The first PR I did showed a ton of changes that had already been merged from common history. I can see the merge commit you made, GitHub, I know you know none of these changes are actually being made.
Not caring if a required action hasn't run automatically. No "run" option, not even a "this isn't ever going to run", just "waiting for result".
Weirdly, showing the result of an action on the source branch, when it needs to pass on the merge commit.
I've not yet figured out how to require different approvers for different branches, although that one might be on my org settings. It's either the people in the codeowners file or any contributor?
No way to allow a ruleset to be bypassable while making the approvers still manually bypass it themselves. I want to know if I'm getting it wrong as much as I want to stop my junior devs messing up.
Finding conflicts in a PR between two branches that can merge cleanly if I do it locally.
Not letting you resolve conflicts in the UI if the source branch is protected, even though the UI gives you the option to commit the resolution to a new branch if you do it for an unprotected source branch.

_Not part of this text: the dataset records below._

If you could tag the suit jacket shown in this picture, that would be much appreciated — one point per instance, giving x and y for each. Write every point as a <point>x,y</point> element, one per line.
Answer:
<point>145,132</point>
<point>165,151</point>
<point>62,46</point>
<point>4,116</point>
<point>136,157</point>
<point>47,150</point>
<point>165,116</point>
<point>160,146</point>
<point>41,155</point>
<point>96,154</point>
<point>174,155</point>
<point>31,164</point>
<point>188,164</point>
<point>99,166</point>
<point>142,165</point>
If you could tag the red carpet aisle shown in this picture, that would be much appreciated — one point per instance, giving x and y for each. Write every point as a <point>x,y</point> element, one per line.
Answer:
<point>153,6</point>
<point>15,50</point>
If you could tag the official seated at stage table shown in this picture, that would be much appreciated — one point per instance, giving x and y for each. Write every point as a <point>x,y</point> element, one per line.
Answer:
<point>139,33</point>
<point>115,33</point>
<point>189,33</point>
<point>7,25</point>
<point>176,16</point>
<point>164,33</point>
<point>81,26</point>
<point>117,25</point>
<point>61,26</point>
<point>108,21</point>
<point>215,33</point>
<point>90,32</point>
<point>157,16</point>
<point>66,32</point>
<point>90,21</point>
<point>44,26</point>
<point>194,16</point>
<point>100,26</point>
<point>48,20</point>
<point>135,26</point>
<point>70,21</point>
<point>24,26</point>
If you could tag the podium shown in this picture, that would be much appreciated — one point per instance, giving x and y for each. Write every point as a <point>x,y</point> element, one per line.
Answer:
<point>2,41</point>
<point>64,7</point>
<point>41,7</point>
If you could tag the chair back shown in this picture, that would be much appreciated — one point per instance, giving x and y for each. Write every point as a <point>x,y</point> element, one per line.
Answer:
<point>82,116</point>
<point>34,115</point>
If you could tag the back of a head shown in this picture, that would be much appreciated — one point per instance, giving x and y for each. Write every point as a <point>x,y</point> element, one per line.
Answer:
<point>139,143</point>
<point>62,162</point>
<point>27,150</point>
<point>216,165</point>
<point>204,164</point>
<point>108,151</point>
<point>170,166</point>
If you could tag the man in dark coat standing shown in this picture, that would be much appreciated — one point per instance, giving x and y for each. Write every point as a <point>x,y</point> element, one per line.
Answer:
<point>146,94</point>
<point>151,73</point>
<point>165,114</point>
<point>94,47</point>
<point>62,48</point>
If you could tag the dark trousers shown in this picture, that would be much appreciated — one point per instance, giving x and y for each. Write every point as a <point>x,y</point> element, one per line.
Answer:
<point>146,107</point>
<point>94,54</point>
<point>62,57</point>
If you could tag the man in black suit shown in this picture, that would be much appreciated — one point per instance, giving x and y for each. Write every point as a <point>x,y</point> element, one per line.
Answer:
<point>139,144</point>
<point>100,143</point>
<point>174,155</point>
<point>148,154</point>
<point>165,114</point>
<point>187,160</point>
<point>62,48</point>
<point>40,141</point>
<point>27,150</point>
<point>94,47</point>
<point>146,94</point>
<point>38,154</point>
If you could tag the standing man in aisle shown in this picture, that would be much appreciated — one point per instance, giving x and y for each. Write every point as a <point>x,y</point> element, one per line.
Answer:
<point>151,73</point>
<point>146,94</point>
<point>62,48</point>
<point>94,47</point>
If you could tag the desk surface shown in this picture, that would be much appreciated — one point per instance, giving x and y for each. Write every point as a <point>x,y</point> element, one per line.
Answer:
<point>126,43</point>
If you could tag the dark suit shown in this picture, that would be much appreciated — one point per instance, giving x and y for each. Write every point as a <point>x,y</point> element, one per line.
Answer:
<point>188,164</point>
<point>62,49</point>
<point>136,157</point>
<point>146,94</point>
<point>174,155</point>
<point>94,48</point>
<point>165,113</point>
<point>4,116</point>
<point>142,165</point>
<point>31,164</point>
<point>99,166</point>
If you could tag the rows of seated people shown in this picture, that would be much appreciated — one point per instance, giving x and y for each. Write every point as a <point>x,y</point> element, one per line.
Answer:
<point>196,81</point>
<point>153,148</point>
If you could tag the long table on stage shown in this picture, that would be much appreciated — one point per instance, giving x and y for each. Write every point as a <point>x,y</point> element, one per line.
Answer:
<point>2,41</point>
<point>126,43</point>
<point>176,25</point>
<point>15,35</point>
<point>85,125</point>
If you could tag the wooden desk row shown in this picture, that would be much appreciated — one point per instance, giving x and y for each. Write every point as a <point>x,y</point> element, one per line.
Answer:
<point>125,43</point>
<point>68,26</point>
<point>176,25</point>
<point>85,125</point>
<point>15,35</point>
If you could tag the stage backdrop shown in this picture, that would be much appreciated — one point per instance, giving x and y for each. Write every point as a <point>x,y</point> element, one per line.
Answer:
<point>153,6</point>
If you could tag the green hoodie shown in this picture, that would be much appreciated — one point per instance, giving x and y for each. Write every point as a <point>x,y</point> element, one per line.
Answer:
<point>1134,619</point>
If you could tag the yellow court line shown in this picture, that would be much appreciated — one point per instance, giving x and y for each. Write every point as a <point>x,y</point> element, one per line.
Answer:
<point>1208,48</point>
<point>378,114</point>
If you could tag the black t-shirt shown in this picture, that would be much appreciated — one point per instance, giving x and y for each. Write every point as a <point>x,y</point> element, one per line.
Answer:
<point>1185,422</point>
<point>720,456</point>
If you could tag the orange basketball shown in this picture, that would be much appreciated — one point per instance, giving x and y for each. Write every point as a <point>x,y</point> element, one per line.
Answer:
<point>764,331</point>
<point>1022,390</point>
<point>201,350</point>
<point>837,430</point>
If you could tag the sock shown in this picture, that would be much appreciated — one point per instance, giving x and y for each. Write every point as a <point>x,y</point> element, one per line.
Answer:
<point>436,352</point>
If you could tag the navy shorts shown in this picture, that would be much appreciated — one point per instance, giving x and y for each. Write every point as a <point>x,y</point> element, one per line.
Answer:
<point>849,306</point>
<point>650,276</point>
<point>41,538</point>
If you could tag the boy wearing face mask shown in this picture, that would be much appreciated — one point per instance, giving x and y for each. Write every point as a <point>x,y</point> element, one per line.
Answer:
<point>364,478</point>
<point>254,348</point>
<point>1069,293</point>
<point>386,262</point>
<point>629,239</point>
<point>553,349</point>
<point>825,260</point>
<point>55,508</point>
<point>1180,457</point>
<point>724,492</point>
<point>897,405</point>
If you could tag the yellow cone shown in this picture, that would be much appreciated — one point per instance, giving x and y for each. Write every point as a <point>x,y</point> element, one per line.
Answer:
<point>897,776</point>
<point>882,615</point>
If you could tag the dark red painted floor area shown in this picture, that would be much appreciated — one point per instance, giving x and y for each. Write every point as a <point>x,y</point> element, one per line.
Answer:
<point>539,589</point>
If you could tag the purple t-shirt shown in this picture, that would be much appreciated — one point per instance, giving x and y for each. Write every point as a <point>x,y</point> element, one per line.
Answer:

Updating the source branch in the PR if you choose to do the above - something you can't do yourself!
Not showing branches in a hierarchy (as if they were directory paths)

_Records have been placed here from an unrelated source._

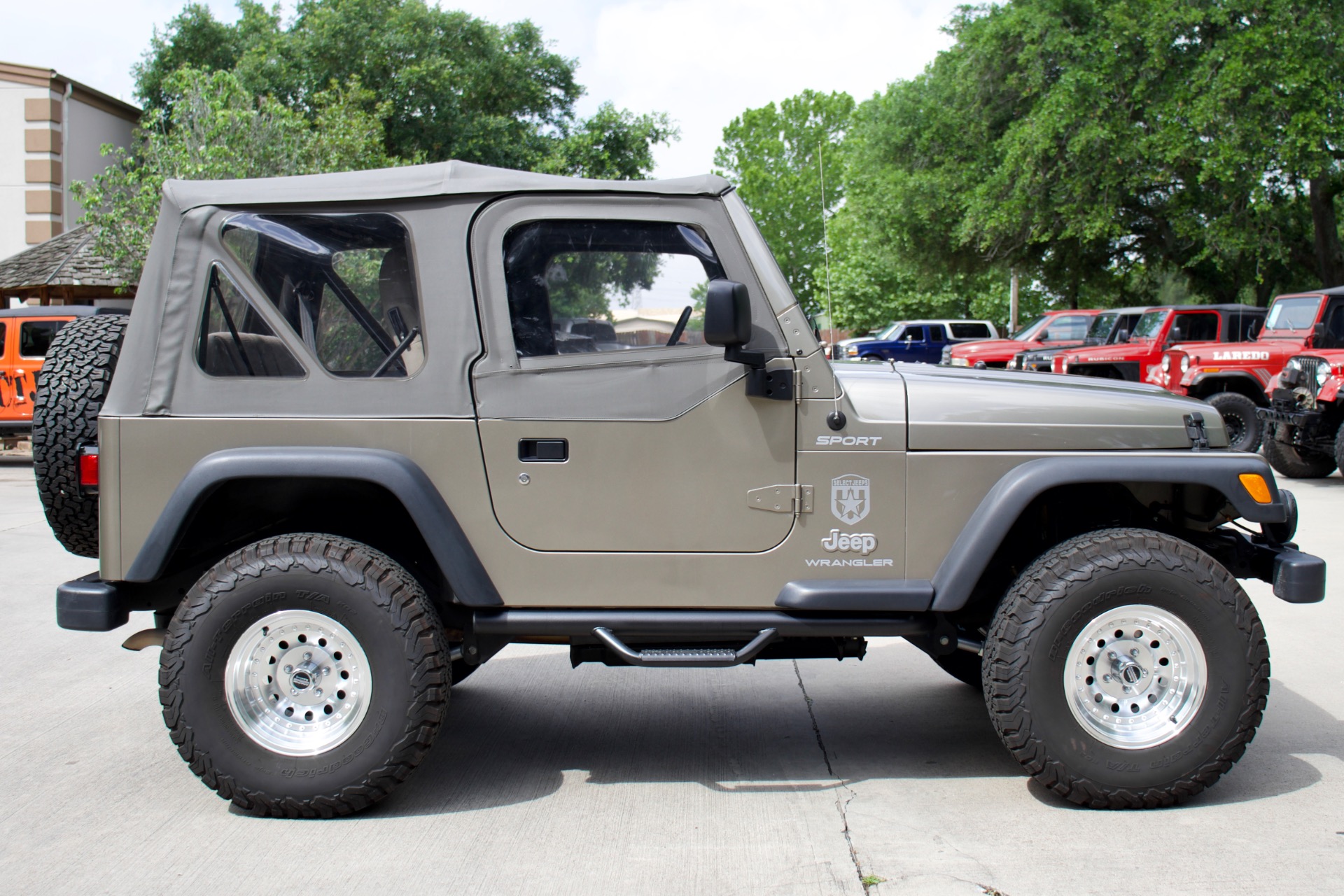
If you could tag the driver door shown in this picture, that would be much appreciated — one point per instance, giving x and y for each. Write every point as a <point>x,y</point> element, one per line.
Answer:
<point>651,448</point>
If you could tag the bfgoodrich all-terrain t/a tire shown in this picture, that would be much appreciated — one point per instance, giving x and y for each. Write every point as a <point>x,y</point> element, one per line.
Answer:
<point>1126,669</point>
<point>304,676</point>
<point>1243,428</point>
<point>71,388</point>
<point>1292,461</point>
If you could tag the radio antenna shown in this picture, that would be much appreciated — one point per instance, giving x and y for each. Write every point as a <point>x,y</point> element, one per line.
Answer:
<point>835,419</point>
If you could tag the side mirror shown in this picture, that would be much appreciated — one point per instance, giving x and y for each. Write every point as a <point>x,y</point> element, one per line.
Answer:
<point>727,314</point>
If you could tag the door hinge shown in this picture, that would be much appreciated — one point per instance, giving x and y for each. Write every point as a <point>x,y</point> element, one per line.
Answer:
<point>781,498</point>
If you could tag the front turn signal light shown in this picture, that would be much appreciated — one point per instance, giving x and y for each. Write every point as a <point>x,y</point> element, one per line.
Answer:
<point>1256,486</point>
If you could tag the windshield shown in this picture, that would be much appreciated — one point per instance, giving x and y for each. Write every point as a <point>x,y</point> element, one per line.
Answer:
<point>1028,332</point>
<point>1101,326</point>
<point>1294,314</point>
<point>1149,326</point>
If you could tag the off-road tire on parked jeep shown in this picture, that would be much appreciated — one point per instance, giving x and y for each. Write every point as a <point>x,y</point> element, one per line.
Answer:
<point>1243,428</point>
<point>1294,463</point>
<point>71,388</point>
<point>302,612</point>
<point>1105,594</point>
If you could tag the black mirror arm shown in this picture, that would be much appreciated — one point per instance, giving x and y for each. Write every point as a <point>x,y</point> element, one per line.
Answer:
<point>756,360</point>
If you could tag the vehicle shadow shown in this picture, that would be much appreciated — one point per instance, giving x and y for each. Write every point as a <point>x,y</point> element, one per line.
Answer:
<point>534,727</point>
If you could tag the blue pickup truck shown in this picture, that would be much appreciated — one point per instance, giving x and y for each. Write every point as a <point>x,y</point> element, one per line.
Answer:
<point>920,342</point>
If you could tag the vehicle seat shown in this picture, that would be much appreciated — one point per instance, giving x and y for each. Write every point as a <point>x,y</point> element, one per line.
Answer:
<point>268,355</point>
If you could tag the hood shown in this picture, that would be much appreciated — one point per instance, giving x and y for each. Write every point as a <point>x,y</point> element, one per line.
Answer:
<point>1006,347</point>
<point>951,409</point>
<point>1119,352</point>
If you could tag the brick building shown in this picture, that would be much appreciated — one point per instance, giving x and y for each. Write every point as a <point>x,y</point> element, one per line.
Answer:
<point>51,130</point>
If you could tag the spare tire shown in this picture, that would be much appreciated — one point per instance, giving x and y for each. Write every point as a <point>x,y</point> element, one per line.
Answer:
<point>71,387</point>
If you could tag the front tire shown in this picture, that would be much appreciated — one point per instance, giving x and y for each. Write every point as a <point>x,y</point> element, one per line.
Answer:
<point>1240,418</point>
<point>304,676</point>
<point>1126,669</point>
<point>1294,463</point>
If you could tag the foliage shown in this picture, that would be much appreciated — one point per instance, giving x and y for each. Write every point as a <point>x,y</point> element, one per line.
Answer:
<point>214,130</point>
<point>448,85</point>
<point>774,155</point>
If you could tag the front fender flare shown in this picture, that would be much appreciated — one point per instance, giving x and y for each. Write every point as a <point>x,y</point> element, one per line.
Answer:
<point>396,472</point>
<point>1006,501</point>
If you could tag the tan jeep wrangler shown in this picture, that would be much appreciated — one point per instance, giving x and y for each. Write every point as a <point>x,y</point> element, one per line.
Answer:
<point>349,454</point>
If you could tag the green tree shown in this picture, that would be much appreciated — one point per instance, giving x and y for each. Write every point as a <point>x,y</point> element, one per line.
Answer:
<point>776,155</point>
<point>451,86</point>
<point>214,130</point>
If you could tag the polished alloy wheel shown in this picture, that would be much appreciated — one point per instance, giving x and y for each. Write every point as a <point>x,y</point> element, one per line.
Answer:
<point>1136,678</point>
<point>298,682</point>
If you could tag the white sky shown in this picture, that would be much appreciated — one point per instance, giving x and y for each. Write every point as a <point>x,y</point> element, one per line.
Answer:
<point>699,61</point>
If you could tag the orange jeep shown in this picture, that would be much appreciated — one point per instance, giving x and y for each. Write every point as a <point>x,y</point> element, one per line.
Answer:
<point>24,336</point>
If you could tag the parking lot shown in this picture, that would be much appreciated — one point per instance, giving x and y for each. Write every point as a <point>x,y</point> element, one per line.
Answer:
<point>781,778</point>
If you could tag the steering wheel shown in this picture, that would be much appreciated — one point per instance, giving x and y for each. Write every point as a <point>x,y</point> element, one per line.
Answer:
<point>680,326</point>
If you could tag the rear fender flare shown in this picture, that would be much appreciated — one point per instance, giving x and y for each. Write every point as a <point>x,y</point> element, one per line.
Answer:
<point>401,476</point>
<point>1006,501</point>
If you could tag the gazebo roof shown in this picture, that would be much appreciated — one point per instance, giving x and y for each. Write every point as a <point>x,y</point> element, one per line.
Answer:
<point>62,265</point>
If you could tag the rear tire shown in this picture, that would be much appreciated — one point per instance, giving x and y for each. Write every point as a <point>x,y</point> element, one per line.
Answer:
<point>71,387</point>
<point>1126,669</point>
<point>1294,463</point>
<point>1240,418</point>
<point>304,676</point>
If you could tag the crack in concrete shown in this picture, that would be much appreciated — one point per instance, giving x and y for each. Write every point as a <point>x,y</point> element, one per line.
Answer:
<point>841,804</point>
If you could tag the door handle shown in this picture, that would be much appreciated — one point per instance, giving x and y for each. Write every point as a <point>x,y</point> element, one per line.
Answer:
<point>543,450</point>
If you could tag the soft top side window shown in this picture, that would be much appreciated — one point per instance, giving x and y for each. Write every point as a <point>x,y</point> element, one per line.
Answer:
<point>343,282</point>
<point>235,340</point>
<point>577,286</point>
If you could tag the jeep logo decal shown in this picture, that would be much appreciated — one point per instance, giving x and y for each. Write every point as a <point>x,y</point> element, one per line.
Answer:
<point>850,498</point>
<point>862,543</point>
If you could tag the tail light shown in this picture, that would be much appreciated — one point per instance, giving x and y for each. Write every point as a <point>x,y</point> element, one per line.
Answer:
<point>89,468</point>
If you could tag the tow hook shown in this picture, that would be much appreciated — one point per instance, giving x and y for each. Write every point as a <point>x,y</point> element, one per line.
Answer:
<point>146,638</point>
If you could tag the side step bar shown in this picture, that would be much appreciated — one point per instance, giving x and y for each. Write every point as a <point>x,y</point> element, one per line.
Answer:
<point>702,657</point>
<point>696,625</point>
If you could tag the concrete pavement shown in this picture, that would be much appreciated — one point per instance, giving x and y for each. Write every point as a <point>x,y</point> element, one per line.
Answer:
<point>784,778</point>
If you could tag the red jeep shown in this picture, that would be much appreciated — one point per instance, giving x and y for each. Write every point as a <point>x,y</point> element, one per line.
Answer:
<point>1236,379</point>
<point>1047,330</point>
<point>1304,422</point>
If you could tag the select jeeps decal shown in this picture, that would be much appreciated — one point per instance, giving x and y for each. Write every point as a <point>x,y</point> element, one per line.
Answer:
<point>850,498</point>
<point>867,441</point>
<point>1241,356</point>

That's absolutely the right question to ask. If MS just left GitHub alone, it would be fine for open source projects for years to come. The enterprise side is a little different, there they still have a lot of work to do to round out some of their more advanced features.
What worries me isn't that they stop investing. What worries me is that they actively destroy the current project while turning it into AI garbage.
Github should have the product sophistication/complexity of Atlassian with the distribution advantage of Microsoft. Anything less is an execution failure IMO.
Not even mentioning AI, which is a huge opportunity also.
Their CI / script runner tool is still total garbage. Starting with the rampant security holes (oh, make sure you pin everything you use by hash, which essentially nobody does; what was that about secure by default rather than secure by extra effort again?) and following with the only way to test it is to deploy over and over.
While git itself can be improved upon, the GitHub is not git; there are many improvements to GitHub that people have been requesting for many years now.Also, they could even just not make it worse and that would be a welcome change from their recent strategy
there's a lot that could be improved with conflict resolution and merge trains/stacked merges. see https://pijul.org for what's possible but not available in git
I don't mean to sounds like an MS apologist, btw. I fully predicted and hoped for an exodus from Github to GitLab or something back when it got acquired — I'm from the Microsux generation.